たとえばぼくが死んだら


70年代半ばから80年代前半にかけて活動し、カルト的な存在となった女性シンガー・ソングライターである森田童子が、1980年に発表した四枚目のオリジナル・アルバム『ラスト・ワルツ』で発表した楽曲。活動停止後の1993年に映画「高校教師」の主題歌として使用され、シングル・カットされるという異例の扱いを受けている。

原曲はアコースティック・ギターを軸にストリングスなどが重なるフォーキーなサウンドだが、本作では真壁陽平のギターのシューゲイザー的なアプローチにより、荘厳なロック・ナンバーへと変貌している。






誕生


中村 中にとっては「夜会」などでも深い因縁のある中島みゆきが、映画『奇跡の山 さよなら、名犬平治』の主題歌として書き下ろした1992年のシングルで、同年のアルバム『EAST ASIA』にも収録されている。

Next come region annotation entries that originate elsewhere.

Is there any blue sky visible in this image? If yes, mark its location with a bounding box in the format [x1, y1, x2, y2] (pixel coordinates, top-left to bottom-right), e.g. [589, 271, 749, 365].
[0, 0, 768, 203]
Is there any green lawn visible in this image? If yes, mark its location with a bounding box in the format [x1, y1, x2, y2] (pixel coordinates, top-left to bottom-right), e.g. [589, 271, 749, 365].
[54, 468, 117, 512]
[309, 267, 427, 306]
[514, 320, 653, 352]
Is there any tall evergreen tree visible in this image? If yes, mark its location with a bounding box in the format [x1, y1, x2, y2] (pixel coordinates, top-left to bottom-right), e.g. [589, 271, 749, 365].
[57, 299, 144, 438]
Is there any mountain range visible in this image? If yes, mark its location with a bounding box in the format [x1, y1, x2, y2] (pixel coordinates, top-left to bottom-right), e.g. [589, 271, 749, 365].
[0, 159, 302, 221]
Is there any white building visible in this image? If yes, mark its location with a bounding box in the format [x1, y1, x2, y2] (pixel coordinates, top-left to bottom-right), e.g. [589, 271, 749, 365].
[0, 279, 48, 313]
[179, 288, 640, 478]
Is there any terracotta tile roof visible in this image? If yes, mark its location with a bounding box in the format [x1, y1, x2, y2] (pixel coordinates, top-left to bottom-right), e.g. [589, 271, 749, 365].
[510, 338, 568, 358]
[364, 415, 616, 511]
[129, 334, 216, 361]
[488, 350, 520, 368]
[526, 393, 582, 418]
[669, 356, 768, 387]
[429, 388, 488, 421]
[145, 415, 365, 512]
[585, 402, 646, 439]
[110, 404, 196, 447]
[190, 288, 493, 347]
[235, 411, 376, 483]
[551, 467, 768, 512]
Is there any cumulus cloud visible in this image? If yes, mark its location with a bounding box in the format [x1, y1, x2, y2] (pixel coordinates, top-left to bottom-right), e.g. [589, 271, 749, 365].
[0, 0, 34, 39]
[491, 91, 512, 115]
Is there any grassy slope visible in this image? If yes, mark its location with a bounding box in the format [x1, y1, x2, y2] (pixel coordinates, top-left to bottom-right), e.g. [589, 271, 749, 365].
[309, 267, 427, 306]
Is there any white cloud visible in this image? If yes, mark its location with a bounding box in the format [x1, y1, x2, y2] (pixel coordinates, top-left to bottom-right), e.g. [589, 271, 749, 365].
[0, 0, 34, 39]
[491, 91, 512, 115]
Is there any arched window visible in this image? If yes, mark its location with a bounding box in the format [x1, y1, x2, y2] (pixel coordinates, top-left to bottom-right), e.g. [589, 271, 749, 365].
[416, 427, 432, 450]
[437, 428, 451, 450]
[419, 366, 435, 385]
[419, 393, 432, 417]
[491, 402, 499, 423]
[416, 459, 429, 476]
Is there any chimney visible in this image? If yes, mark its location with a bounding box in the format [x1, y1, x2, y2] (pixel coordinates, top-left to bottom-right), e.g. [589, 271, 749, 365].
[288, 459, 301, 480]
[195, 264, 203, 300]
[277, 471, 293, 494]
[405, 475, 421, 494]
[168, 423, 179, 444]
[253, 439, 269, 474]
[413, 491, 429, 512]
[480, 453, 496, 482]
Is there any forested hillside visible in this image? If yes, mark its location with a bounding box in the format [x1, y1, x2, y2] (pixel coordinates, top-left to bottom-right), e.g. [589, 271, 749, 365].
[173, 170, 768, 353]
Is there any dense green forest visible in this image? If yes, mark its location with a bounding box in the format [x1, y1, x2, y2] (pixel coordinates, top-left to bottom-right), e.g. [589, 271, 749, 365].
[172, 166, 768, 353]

パートナーの存在の大切さを綴った歌詞は、まさに舞台「ベター・ハーフ」のテーマをストレートに訴える内容で、中村 中の歌声も、どこか中島みゆきの力強さが憑依したかのようにドラマチックだ。

愛されたい



中村 中が2014年に発表したアルバム『世界のみかた』に収録したオリジナルで、音源もその時のもの。初めてセルフ・プロデュースで臨んだアルバムのラストを締める重要な楽曲である。



愛してる



シンガー・ソングライターの橘いずみ(現在は榊いずみ)が、1993年にリリースしたセカンド・アルバム『どんなに打ちのめされても』の収録曲。起伏の激しいドラマチックなラヴ・ソングだが、テクノロジーを駆使したレディオヘッド以降のコンテンポラリーなアプローチは、プロデューサーである根岸孝旨の面目躍如たるものがある。



サン・トワ・マミー



ベルギーの歌手、アダモが60年代に放った世界的なヒット曲。日本のシャンソンの女王の異名で呼ばれた越路吹雪は、1964年に岩谷時子による日本語詞でシングル・リリースした後、生涯の代表曲として歌い続けた。他にもRCサクセションをはじめ、多くのアーティストがカヴァーしている名曲だが、本作は越路吹雪の歌う日本語ヴァージョンをもとにカヴァーしている。
 
 
 
このように本作は多くの歴史的な名曲を収めた作品だ。楽曲ごとの声色やヴォーカル・スタイルの選択からは、原曲への敬意を表明しつつ、心身を最大限に駆使して自らの歌へ昇華する中村 中のヴォーカリストとしてのキャパシティの大きさが伝わってくる。

サウンド面ではカヴァー曲でプロデュースを担当している根岸孝旨とのチームワークでの、コンテンポラリーな刺激に満ちたアプローチが印象的で、これは今後の彼女自身の音楽制作のポイントとなるに違いない。

それに加えて中村 中本人のオリジナル「愛されたい」が入っていても、なんの違和感もないことにも驚かされる。本人にしてみれば、デビュー前にストリートで演奏していた頃から、スタンダードとオリジナルを交えて披露するのは自然なことなのかもしれないが、これはシンガー・ソングライターである彼女自身の卓越した作詞作曲能力の証でもあるだろう。